– Разве можно говорить о женитьбе после такого короткого знакомства?
– Не такого уж короткого. Мы виделись каждый день, я знаю, что ты – девушка моей мечты, и мне этого достаточно.
Я молчала. Что бы там ни воображала Фанни, я и не думала о возможности брака с Габриелем. Мы стали близкими друзьями, и его отъезд, конечно, расстроит меня, но выйти за него замуж. Габриель пробуждает во мне любопытство, он не похож ни на кого из моих знакомых, окутывающий его ореол таинственности придает ему особую привлекательность, – но до этой минуты он был для меня всего лишь человеком, которого судьба послала мне навстречу в нужный момент, не более. Я почти ничего о нем не знаю, не знакома с его родными. Более того, при одном упоминании о его доме или семье Габриель каждый раз уходил от разговора и замыкался в себе, словно оберегая секреты, которыми не собирался со мной делиться. Вот почему я была так изумлена, услышав из его уст предложение руки и сердца.
Однако он настаивал:
– Так каков же твой ответ, Кэтрин?
– Мой ответ – нет, Габриель. Мы слишком мало знаем друг о друге.
– Ты хочешь сказать, что мало знаешь обо мне?
– Можешь понимать и так.
– А что ты хочешь обо мне узнать? Мы оба любим лошадей и собак, нам хорошо вместе, с тобой я весел и счастлив. Чего ж еще? Разве этого не достаточно?
– А с другими... там, дома... ты не счастлив?
– Ни с кем, кроме тебя, мне не бывает так весело и спокойно.
– Боюсь, это шаткая основа для брака.
– Ты просто осторожничаешь, Кэтрин. Тебе кажется, что я слишком скоро заговорил о женитьбе.
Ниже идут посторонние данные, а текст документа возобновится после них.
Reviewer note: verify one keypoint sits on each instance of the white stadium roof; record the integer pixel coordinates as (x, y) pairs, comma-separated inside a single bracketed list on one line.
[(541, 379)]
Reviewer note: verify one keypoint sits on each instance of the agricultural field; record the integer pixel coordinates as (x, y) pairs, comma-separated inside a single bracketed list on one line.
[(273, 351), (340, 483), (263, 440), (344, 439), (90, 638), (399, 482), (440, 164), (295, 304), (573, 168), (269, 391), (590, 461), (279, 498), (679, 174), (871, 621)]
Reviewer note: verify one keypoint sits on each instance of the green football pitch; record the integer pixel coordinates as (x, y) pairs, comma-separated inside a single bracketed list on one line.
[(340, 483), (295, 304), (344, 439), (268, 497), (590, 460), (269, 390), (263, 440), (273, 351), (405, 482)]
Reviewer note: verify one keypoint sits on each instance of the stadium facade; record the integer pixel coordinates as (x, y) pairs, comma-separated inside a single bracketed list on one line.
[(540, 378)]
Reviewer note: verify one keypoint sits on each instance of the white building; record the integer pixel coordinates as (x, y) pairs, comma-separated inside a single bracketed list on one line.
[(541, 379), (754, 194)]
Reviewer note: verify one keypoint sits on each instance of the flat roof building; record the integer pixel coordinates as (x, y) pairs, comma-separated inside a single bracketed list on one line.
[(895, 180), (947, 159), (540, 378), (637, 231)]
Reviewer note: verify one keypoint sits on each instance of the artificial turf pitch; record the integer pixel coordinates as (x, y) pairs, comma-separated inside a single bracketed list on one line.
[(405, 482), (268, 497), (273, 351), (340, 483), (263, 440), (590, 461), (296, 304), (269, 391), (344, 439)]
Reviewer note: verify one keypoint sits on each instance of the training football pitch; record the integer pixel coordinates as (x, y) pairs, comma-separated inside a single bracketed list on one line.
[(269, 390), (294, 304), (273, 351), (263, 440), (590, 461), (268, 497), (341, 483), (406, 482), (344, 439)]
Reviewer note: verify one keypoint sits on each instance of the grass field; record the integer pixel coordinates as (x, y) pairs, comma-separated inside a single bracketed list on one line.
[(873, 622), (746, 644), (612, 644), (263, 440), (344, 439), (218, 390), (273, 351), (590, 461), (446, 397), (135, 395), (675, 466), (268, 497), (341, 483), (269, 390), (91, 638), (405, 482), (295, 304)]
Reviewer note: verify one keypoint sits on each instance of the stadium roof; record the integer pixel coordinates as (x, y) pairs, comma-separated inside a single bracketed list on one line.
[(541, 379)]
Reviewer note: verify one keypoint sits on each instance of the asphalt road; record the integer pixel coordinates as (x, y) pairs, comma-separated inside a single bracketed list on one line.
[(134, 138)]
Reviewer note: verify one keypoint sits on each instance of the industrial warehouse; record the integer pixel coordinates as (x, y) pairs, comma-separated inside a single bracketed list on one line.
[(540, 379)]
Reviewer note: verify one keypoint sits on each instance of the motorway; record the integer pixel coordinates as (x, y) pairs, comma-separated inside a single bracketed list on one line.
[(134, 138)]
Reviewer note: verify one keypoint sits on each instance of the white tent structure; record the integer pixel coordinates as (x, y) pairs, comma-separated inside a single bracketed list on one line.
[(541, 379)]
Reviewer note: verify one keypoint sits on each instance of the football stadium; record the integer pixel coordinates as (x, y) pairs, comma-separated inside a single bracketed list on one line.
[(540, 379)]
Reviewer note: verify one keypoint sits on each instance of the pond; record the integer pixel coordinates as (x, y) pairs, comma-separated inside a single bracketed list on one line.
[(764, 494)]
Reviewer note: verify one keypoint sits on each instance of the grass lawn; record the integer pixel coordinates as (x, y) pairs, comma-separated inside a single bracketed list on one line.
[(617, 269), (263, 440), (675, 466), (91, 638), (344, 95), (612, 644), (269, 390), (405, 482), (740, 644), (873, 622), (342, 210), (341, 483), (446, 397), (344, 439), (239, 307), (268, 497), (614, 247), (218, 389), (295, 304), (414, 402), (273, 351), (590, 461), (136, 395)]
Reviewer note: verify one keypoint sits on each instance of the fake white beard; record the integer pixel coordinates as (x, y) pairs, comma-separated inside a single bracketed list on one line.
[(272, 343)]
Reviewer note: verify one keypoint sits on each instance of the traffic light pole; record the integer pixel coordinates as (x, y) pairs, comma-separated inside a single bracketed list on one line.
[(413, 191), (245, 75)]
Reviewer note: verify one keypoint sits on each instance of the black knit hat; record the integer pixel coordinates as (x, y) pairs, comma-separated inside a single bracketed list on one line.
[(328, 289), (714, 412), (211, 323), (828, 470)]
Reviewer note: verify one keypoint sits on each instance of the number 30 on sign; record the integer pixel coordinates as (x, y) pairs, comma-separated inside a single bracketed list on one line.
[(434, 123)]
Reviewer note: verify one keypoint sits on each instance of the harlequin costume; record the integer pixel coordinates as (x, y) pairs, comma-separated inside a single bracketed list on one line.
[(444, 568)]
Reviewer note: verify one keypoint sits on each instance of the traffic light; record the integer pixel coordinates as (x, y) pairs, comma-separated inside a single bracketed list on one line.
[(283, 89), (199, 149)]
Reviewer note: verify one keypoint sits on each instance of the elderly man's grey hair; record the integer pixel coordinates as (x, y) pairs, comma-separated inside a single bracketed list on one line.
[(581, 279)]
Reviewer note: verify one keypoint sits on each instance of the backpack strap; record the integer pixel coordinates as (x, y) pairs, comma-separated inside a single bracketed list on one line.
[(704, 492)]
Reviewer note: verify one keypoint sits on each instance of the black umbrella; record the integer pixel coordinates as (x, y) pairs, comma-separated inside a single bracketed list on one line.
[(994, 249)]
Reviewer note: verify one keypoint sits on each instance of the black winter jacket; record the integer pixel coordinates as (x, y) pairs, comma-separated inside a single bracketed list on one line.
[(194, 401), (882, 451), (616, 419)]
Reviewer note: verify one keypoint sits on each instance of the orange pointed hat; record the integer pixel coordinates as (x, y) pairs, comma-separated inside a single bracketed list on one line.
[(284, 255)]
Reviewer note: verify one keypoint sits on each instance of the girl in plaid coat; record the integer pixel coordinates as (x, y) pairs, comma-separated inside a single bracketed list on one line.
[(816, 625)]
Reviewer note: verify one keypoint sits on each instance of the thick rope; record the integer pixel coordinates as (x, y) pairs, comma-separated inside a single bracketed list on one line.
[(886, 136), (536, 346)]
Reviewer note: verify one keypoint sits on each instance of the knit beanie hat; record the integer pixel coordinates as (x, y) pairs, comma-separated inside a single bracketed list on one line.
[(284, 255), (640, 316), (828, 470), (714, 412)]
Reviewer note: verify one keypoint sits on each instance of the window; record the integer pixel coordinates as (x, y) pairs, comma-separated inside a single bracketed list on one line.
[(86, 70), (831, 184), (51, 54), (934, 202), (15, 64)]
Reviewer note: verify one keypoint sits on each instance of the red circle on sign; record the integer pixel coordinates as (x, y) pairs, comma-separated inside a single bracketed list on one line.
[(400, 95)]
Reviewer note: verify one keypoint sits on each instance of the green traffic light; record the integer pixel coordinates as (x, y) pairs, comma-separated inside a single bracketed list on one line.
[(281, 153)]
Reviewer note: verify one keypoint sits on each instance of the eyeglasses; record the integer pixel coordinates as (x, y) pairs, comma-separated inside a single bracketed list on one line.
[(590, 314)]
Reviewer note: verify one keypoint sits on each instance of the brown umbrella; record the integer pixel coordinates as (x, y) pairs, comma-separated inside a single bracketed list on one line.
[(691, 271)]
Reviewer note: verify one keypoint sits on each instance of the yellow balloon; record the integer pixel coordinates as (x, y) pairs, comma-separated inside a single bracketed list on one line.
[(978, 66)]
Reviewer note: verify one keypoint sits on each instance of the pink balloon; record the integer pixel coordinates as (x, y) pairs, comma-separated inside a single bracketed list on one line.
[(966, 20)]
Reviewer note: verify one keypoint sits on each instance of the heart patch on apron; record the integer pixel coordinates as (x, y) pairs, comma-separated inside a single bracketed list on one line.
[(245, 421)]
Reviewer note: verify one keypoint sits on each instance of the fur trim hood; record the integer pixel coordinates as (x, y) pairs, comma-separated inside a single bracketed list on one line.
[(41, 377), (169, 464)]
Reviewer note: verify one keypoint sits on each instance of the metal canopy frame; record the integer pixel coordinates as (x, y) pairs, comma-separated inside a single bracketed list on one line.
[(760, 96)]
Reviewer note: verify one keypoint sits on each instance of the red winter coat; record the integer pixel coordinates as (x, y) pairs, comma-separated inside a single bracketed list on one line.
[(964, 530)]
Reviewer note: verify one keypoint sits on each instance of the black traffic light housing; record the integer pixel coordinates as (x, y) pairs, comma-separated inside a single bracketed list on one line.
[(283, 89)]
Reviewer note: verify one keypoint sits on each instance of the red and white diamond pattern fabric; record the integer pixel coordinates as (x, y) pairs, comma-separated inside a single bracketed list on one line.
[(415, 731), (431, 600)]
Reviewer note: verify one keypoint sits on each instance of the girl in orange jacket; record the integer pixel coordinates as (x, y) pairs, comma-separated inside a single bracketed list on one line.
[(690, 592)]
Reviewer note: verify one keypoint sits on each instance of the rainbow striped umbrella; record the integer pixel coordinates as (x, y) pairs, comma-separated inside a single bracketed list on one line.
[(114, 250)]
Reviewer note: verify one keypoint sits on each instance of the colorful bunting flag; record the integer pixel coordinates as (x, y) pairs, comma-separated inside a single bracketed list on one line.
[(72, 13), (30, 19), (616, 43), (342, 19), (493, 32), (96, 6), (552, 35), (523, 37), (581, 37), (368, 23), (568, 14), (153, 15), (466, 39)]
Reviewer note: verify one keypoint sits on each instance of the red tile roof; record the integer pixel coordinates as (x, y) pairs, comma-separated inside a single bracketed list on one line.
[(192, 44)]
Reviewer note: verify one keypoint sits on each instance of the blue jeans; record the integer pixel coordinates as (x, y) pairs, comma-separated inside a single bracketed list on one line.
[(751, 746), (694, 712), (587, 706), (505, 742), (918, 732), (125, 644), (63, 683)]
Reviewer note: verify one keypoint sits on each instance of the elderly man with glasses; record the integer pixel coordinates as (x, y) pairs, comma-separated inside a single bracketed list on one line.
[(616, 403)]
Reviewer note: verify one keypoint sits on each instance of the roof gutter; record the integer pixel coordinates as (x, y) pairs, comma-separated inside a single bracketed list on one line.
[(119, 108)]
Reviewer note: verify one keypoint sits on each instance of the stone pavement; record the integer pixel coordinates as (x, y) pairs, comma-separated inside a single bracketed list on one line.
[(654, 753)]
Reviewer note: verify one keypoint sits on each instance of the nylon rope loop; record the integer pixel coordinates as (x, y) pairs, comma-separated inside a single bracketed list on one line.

Представив, как тоскливо мне будет, если Габриель уедет, я быстро проговорила:
– Вот именно – слишком скоро.
– Зато никто не успел меня опередить. Не отказывай мне, Кэтрин. Подумай о том, как мне этого хочется... и попробуй разделить мое нетерпение.
Я поднялась. Мне больше не хотелось оставаться на пустоши. Габриель не возражал, он проводил меня до деревни, где мы и распрощались.
Подъехав к конюшне, я увидела Пятницу, по обыкновению, дожидавшегося моего возвращения с верховой прогулки.
Терпеливо подождав, пока я передам Ванду конюху, он бросился ко мне, всем своим видом выражая радость. Такое поведение свойственно многим собакам, но у Пятницы оно было особенно трогательным, ибо сочеталось с крайним смирением. Он стоял в сторонке, позволяя мне уделять внимание другим, покорно ожидая своей очереди. Должно быть, воспоминания о былых несчастьях так и не изгладились из памяти бедного Пятницы, поэтому его пылкая привязанность ко мне всегда соединялась с униженной благодарностью.